All or Nothing? Wine and Justice
I am struck by the way in which reasonably functional but non-static systems are cast in discourse as"death struggles" between components of the system which could, in fact, coexist perfectly well if they stopped to think just a bit. Politics is like that. So is wine, as a new documentary has brought to the fore contrasts between 'artisanal' and 'global' winemaking. One thing which is distinctly lacking in the movie, at least as reviewed here, is the issue of consumption. Yes, that would complicate things, but since you're talking about markets, particularly markets for a food product, it seems like a bit of a hole. It is silly, it seems to me, to talk about production principles if you don't have a clear idea what the actual final product is supposed to achieve. The approach of the movie seems tautologically circular: artisanal, small-scale winemaking is better because it is artisanal and small-scale. Of course, the other side of the debate is at least as illogical, but that's an exercise for the reader.
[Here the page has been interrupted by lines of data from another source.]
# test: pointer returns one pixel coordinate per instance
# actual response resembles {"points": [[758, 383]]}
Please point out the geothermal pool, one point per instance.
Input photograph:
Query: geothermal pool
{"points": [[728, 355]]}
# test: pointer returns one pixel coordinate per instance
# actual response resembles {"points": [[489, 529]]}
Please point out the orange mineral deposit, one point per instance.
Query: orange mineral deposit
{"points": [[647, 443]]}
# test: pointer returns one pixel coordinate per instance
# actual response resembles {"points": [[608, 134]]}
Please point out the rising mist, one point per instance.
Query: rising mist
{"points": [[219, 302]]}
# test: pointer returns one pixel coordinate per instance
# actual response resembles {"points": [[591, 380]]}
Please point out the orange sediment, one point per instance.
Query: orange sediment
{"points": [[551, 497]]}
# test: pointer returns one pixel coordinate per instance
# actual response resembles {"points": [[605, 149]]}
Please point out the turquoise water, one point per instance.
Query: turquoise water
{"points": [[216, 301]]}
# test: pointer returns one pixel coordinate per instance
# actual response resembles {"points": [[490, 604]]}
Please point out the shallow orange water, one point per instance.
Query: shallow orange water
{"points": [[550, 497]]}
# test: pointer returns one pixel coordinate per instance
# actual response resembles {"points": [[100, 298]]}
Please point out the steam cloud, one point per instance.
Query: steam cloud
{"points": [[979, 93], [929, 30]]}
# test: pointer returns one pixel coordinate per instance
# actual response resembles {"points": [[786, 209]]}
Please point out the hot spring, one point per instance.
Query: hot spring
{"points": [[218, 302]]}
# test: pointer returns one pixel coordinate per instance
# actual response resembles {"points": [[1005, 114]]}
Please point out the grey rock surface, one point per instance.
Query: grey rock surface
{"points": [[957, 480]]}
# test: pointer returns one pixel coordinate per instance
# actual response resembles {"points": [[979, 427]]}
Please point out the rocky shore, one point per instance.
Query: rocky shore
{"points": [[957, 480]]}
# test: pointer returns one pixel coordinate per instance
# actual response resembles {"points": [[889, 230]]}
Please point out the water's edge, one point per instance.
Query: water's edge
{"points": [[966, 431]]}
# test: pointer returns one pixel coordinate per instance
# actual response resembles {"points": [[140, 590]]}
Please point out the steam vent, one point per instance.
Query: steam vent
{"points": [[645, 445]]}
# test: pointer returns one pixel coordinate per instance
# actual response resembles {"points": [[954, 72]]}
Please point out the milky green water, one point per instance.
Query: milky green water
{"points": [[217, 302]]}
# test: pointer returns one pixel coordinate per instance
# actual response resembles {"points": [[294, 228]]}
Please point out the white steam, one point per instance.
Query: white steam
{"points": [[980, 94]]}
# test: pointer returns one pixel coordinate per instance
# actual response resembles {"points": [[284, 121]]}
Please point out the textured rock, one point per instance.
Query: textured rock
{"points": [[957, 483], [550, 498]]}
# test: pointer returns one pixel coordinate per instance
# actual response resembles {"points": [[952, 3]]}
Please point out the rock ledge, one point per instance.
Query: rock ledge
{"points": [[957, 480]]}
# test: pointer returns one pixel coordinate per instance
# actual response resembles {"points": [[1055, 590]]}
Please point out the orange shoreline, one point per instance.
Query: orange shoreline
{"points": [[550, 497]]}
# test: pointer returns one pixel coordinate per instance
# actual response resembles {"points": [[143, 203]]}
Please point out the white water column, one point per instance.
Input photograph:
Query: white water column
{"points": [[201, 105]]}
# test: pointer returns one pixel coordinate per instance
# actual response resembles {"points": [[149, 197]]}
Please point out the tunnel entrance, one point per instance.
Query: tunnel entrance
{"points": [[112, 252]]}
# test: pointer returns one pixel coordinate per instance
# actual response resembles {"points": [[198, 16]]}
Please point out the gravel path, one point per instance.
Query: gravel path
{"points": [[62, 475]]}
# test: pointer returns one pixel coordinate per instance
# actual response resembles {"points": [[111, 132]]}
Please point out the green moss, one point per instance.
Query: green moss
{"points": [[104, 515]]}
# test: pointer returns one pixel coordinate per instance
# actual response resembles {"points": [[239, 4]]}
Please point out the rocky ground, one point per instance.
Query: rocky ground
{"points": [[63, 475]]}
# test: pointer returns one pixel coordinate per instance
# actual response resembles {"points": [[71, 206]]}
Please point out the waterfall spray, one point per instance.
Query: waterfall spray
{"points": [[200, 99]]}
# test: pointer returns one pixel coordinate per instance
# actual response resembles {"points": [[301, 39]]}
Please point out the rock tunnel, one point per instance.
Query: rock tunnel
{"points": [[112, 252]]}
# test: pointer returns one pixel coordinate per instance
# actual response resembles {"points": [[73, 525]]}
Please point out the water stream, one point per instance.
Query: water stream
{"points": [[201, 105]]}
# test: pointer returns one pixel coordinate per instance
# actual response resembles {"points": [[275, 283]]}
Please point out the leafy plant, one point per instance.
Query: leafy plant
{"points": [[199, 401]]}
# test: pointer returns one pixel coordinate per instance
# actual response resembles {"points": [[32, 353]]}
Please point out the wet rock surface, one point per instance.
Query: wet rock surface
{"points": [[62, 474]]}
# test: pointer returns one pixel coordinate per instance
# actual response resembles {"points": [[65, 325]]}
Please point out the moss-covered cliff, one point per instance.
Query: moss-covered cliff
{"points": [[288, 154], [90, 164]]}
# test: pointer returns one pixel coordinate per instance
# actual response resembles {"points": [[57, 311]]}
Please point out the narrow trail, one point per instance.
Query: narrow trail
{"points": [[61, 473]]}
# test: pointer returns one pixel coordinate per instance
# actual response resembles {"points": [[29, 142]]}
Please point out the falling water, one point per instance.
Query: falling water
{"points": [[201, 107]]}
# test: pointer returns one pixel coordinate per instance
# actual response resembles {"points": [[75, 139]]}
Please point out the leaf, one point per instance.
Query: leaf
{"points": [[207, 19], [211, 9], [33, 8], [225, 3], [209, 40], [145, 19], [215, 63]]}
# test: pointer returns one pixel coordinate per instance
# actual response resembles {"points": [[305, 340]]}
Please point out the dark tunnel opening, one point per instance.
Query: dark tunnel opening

I am also struck at the contortions people will go through to fix something, but without actually admitting that something is wrong or bearing the consequences of the fix themselves. Corporate consultants are like that. So is Supreme Court Reform [via the law.com ad at Volokh Conspiracy], at least this version thereof. These folks want to switch Supreme Court tenure to an eighteen year term -- this has the advantage of being both the current average for tenure and allows for replacing one judge every two years -- after which appointees would devolve back to Appeal Circuit duties. This would give all presidents a fair shot at naming people to the court (which seems reasonable) but keep Justices from overstaying their usefulness (which is highly questionable). Of course, to be fair to the current seat-holders, this won't kick in until they leave (how you get them to leave at two-year intervals escapes me), whether or not their usefulness has been overstayed. It could be interesting, having a discussion which matters about the Supreme Court on a biannual basis instead of the crapshoot we've got now. Would it depoliticize the process by routinizing it, or would it draw it more firmly into the partisan fray by making it an issue every Congressional term? This particular proposal probably won't make much of a splash before it sinks (they can't even figure out if a consitutional amendment would be necessary), but the proponents have a whole campaign of discussions and scholarship planned, so expect to be hearing about it for a while. But remember, you heard it hear first (unless you didn't, of course).